Article Text
Abstract
Background/aims In order to address the eye care needs of the increasing numbers of elderly Chinese globally, there is a need for comprehensive understanding on the longitudinal trends of age-related eye diseases among Chinese. We herein report the key findings from the baseline Singapore Chinese Eye Study (SCES-1), and describe the rationale and methodology of the 6-year follow-up study (SCES-2).
Methods 3353 Chinese adults who participated in the baseline SCES-1 (2009–2011) were invited for the 6-year follow-up SCES-2 (2015–2017). Examination procedures for SCES-2 included standardised ocular, systemic examinations and questionnaires identical to SCES-1. SCES-2 further included new examinations such as optical coherence tomography angiography, and questionnaires to evaluate health impact and economic burden of eye diseases.

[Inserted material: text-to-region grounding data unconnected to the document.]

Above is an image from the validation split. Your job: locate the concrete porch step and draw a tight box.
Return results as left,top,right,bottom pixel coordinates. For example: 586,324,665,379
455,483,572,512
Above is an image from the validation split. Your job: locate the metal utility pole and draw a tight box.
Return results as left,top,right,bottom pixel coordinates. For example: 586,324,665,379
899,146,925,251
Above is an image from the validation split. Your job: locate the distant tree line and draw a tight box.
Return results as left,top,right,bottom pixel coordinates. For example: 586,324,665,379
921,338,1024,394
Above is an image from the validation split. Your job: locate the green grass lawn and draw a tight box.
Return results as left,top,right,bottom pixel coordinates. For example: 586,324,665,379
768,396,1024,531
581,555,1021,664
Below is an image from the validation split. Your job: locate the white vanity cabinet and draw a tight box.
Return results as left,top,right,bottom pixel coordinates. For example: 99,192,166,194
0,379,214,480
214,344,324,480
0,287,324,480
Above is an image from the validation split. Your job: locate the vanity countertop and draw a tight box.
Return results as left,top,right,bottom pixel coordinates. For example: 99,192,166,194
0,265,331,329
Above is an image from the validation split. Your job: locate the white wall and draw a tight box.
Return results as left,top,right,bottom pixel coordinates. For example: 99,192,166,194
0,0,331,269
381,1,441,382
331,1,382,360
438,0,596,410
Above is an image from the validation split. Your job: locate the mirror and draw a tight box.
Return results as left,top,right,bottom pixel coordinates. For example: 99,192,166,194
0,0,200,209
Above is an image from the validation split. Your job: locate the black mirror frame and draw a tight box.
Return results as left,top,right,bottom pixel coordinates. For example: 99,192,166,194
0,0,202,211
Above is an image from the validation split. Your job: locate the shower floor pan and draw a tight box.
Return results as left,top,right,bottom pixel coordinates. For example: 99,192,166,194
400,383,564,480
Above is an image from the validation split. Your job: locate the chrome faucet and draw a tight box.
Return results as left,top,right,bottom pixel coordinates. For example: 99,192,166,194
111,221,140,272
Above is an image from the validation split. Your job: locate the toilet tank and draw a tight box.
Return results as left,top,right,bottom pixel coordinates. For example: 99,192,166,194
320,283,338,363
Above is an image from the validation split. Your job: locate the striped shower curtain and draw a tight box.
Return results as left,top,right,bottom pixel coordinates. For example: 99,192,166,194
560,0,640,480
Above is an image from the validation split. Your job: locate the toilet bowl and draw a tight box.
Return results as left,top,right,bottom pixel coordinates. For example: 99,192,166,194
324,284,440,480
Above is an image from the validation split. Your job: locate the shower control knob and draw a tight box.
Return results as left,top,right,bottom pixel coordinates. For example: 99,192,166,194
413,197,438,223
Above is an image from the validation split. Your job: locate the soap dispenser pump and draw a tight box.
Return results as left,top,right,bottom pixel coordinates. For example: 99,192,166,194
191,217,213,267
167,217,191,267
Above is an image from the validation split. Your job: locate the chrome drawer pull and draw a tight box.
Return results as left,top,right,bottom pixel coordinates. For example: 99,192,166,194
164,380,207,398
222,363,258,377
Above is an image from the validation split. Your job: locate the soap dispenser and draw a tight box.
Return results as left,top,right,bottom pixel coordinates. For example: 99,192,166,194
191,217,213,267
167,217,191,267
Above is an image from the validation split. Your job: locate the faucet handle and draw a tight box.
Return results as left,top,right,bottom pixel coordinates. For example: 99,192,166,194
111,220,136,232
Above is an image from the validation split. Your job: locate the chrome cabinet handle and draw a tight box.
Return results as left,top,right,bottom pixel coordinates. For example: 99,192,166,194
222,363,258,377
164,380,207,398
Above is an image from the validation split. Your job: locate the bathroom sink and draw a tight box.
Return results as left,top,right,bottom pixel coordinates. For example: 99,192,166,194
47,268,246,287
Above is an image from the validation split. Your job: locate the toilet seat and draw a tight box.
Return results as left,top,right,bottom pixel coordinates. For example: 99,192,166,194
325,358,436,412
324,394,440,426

Results In SCES-1, the age-adjusted prevalence of best-corrected low vision (VA<6/12, better-seeing eye) and blindness (VA<6/60, better-seeing eye) were 3.4% and 0.2%, respectively. The prevalence rates for glaucoma, age related macular degeneration, and diabetic retinopathy (among diabetics) were 3.2%, 6.8%, 26.2%, respectively. Of the 3033 eligible individuals from SCES-1, 2661 participated in SCES-2 (response rate=87.7%). Comparing with those who did not attend SCES-2, those attended were younger, had higher SES (all p<0.001), but less likely to be a current smoker, to have diabetes, hypertension, hyperlipidaemia (all p≤0.025).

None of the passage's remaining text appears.